NASAL-TYPE T/NK-CELL LYMPHOMA (ANGIOCENTRIC LYMPHOMA)
Nasal-type T/NK-cell lymphomas are common in Asia and in parts of Latin America but rare in the United States and in Europe. This may reflect an ethnic predisposition for the disease. Children may be effected as well as adults. Most studies have shown a male-to-female ratio of 2:1 to 3:1.
This neoplasm most commonly presents in the nasal cavity, but may involve the entire upper aerodigestive tract down to the larynx. The skin, soft tissue, gastrointestinal tract and testes may be secondarily involved. Lung involvement is not seen.
Clinically, patients present with ulcerative destructive lesions of the midline face. The course of the disease is usually aggressive, with a large number of Asian studies reporting a median survival of 6 to 25 months. Several American and European studies have shown similar results. A recent small series by Ferry et al. of 17 patients with nasal-type T/NK lymphomas demonstrated 73% survival at last follow-up (median follow-up 10 years). Nearly all of the patients had stage I disease. Localized disease is sensitive to radiation therapy, but once dissemination occurs, prognosis is poor. Some patients may go on to develop a hemophagocytic syndrome which has a rapidly progressive course and may be responsible for some deaths.
Morphologically, the disease consists of a polymorphic lymphoid population with a broad cytologic spectrum. The neoplastic cells may range from small and slightly atypical to large cells with oval to convoluted nuclei and nucleoli. Many of the cells show a distinct rim of clear cytoplasm. Admixed neutrophils, plasma cells and histiocytes are often seen. This inflammatory background may be prominent, especially in low grade lesions. Necrosis is a prominent feature in nasal-type T/NK-cell lymphomas, often extensive and associated with vascular thromboses.
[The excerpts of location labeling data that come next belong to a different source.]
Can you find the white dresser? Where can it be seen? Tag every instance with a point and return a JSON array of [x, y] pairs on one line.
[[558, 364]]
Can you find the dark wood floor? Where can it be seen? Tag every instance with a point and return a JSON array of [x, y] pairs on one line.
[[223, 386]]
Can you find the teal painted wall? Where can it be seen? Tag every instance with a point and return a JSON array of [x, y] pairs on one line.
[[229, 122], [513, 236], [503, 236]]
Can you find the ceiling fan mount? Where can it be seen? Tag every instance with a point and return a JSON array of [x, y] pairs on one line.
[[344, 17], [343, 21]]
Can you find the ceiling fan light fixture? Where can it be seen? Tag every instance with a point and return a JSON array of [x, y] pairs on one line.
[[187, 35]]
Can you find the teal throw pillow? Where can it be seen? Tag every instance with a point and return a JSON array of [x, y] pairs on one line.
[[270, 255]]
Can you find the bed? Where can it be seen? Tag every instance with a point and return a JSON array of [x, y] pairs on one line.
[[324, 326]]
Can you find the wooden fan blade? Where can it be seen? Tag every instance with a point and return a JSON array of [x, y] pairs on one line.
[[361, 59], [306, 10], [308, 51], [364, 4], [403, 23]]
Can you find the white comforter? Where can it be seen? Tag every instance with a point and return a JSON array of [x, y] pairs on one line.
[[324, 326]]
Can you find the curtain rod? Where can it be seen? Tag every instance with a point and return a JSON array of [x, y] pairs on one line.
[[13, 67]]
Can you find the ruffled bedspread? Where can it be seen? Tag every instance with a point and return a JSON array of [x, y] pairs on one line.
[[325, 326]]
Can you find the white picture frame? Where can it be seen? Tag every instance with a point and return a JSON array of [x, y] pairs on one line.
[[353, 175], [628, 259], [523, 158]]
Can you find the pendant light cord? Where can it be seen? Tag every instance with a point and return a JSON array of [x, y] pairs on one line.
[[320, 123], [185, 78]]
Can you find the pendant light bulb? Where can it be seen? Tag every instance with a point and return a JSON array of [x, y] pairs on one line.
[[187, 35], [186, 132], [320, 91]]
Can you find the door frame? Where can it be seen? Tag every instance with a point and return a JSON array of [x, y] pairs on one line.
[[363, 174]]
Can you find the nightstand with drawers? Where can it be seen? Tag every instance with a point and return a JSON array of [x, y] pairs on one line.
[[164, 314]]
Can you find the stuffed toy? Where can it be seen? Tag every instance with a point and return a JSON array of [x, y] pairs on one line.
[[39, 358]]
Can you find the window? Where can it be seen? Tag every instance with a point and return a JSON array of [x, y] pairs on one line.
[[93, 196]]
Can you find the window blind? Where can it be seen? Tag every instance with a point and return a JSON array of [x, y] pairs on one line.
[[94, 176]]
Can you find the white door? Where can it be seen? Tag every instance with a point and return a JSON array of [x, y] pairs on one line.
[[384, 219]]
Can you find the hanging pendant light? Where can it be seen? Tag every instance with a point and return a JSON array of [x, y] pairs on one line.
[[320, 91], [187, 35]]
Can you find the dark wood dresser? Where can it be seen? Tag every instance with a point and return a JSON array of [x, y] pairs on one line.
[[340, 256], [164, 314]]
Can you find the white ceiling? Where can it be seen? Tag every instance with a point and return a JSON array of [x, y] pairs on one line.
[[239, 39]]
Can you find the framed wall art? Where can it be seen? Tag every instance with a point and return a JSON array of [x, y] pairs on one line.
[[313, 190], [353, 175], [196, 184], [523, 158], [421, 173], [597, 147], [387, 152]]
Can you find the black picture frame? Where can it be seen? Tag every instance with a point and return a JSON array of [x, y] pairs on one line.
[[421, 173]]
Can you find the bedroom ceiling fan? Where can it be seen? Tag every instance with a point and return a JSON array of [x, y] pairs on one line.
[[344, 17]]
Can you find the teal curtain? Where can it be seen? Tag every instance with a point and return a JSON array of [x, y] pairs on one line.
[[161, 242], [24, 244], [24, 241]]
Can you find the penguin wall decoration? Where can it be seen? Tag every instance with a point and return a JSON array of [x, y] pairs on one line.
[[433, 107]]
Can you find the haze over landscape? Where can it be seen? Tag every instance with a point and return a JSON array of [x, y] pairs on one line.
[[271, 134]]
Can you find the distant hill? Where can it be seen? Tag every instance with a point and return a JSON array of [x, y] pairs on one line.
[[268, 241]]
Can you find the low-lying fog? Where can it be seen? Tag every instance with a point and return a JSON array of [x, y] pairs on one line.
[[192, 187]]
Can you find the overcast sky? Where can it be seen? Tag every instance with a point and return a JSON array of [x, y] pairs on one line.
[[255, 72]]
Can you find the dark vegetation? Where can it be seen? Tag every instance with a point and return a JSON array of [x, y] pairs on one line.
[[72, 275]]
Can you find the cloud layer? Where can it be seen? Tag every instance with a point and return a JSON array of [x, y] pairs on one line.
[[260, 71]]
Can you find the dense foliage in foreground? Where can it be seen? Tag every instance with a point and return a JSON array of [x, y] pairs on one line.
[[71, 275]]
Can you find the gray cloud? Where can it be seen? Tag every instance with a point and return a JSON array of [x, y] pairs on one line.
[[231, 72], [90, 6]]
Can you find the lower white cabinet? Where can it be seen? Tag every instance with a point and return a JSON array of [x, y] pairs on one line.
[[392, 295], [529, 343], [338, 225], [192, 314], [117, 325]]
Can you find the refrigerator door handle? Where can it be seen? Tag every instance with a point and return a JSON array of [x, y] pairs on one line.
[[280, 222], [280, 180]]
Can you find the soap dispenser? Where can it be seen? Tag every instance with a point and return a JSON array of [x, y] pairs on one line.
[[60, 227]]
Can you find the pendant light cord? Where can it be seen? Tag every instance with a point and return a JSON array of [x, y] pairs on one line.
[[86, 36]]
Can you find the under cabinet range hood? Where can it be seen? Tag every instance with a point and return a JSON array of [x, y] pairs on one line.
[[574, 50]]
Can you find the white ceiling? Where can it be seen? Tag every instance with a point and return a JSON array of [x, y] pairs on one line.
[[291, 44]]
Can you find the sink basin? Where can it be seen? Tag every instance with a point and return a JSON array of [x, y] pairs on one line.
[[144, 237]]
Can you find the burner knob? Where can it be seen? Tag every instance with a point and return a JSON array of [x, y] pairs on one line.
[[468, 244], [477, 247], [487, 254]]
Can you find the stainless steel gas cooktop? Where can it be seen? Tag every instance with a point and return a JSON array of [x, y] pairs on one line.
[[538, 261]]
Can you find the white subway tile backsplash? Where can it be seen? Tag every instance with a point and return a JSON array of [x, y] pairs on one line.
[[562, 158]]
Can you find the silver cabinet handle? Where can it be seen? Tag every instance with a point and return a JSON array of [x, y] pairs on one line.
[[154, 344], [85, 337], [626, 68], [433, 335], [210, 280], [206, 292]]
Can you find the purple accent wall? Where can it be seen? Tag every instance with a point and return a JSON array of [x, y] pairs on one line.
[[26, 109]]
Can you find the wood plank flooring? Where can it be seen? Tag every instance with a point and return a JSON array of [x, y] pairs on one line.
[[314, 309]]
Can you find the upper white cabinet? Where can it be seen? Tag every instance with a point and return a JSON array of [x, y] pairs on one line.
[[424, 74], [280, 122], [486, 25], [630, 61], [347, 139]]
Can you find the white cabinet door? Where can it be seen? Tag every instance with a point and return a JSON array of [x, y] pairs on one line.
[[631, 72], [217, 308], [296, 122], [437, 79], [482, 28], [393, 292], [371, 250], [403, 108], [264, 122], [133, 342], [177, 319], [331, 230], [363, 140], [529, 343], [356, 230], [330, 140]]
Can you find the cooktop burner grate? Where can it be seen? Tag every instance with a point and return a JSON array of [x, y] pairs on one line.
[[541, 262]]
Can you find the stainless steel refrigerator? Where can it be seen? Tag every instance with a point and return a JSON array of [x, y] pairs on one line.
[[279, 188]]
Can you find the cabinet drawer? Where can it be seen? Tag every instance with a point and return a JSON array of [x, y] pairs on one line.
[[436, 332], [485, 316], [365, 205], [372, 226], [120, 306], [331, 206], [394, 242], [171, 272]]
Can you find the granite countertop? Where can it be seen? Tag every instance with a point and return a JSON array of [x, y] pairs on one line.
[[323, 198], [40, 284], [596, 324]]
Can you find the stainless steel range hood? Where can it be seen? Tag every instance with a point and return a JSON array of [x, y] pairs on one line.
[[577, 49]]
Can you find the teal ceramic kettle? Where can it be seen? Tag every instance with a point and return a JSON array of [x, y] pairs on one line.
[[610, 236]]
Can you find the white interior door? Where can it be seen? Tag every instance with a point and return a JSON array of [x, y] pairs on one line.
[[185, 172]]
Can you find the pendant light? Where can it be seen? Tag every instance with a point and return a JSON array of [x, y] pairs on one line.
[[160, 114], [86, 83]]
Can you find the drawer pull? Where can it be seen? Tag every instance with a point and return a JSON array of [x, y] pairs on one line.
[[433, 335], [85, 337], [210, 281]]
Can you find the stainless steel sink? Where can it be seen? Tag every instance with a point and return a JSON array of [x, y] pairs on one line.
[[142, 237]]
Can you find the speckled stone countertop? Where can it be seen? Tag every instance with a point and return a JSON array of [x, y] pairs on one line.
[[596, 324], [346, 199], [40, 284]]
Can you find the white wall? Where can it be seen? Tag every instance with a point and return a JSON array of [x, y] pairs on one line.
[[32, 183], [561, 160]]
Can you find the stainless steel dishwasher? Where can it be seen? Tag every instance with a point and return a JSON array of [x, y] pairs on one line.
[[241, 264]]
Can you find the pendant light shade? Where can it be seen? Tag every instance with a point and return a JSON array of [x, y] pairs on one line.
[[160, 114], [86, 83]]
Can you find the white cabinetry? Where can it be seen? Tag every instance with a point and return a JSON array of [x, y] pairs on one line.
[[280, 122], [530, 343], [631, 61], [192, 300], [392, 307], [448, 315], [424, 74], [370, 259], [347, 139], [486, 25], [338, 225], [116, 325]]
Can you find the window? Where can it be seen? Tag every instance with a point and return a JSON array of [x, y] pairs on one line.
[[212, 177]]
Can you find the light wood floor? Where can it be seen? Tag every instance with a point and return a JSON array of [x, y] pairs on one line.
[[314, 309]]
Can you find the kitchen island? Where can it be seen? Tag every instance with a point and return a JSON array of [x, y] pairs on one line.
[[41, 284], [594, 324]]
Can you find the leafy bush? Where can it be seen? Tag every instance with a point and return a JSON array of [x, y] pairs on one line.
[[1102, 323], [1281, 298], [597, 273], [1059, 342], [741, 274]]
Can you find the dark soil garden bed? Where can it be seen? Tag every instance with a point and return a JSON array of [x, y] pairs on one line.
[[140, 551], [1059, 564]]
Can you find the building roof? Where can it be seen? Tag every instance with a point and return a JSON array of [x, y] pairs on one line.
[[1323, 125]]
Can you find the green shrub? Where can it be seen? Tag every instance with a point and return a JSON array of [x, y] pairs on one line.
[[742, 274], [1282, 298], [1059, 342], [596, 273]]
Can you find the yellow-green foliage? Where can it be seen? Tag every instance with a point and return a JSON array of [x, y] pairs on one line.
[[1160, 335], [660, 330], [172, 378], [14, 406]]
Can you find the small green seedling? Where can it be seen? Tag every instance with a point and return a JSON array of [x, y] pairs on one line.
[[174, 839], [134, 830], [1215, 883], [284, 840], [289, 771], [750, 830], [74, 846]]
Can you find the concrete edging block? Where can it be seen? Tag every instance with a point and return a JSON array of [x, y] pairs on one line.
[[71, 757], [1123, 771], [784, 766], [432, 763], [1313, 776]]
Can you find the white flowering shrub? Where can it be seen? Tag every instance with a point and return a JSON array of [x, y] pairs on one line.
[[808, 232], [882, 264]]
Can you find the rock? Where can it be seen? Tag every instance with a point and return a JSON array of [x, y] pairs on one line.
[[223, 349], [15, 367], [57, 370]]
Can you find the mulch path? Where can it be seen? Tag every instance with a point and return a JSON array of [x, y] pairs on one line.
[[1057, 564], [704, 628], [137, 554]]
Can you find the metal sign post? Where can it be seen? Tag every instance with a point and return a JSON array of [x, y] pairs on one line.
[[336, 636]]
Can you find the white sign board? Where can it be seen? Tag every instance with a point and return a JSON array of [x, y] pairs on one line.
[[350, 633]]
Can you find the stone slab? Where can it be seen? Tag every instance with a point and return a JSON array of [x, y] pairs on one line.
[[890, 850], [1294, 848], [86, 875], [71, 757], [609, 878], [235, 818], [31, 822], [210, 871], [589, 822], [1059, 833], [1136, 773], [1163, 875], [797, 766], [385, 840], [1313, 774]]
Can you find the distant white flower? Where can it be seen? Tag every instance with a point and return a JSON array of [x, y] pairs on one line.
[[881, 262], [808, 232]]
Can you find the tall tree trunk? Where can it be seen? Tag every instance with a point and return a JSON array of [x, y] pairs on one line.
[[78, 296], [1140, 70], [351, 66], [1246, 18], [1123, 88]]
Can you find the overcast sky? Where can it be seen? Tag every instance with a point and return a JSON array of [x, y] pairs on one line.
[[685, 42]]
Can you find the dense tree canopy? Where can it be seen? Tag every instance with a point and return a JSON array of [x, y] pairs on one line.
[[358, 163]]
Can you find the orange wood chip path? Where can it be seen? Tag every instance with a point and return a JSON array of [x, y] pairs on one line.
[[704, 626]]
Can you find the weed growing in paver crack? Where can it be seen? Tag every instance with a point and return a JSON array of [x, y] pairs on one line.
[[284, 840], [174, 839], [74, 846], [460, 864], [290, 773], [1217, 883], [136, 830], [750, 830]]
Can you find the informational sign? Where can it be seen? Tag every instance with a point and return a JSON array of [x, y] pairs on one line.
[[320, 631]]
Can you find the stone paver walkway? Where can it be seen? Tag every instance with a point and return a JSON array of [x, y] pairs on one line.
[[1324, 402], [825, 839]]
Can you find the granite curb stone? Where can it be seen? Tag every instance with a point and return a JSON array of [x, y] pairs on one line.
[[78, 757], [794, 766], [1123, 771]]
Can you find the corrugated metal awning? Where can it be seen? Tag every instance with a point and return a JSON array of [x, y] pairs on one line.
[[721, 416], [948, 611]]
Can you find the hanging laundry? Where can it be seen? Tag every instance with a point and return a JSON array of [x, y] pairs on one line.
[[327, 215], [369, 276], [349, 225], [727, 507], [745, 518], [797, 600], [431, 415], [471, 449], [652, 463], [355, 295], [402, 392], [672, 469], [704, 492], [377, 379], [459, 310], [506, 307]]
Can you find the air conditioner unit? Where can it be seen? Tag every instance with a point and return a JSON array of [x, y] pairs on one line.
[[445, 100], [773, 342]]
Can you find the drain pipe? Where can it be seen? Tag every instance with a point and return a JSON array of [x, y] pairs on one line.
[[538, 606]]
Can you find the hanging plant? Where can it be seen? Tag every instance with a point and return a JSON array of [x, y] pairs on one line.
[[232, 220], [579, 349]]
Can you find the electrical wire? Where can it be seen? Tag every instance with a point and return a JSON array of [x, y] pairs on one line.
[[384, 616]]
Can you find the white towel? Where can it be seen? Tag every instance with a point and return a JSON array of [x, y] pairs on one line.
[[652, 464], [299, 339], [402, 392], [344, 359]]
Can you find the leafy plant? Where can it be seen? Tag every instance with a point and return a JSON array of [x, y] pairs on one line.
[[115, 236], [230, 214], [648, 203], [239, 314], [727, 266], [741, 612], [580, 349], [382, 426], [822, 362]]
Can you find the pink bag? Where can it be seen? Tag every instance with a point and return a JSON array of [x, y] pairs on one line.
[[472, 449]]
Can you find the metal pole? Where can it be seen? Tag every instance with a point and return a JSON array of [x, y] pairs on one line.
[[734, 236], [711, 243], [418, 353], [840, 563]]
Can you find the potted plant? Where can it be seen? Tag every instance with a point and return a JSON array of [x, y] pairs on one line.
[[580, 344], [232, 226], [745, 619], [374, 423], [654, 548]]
Vascular invasion and destruction is commonly seen, hence the term "angiocentric lymphomas" previously used to describe these lesions. The characteristic feature is invasion of vascular walls by neoplastic lymphoid cells often with thrombosis and luminal occlusion. The vascular occlusion is usually associated with prominent coagulative necrosis and karyorrhectic debris as previously mentioned. Although usually present, angioinvasion is not required for a diagnosis of nasal-type T/NK-cell lymphoma.
Most cases are CD2+, CD45RO+, CD43+ , CD56+, CD5-/+, and CD7+/-. Surface CD3 expression is typically absent, but cytoplasmic CD3 may be identified. Although usually strongly CD56+, these lymphomas are negative for other NK cell associated antigens such as CD16 and CD57. The cells may be positive for CD4 or CD8 and are negative for TCRb and TCRg gene rearrangements. Virtually all cases demonstrate Epstein Barr virus-encoded RNA (EBER) by in-situ hybridization.
The differential diagnosis includes blastic or monomorphic NK-cell leukemia/lymphoma. These tumors are typically negative for CD2 and EBER. They closely resemble acute myeloid leukemia and may express CD56. Lymphomatoid granulomatosis (LYG) is a similar lesion and is considered to be part of the same disease spectrum (angiocentric immunoproliferative lesions). However, most cases of LYG are EBER positive B-cell neoplasms with a prominent T-cell reaction. The pattern of necrosis and vascular invasion is similar in both tumors, however, LYG tends to involve the kidney and central nervous system, sites rarely involved with nasal type T/NK-cell lymphoma.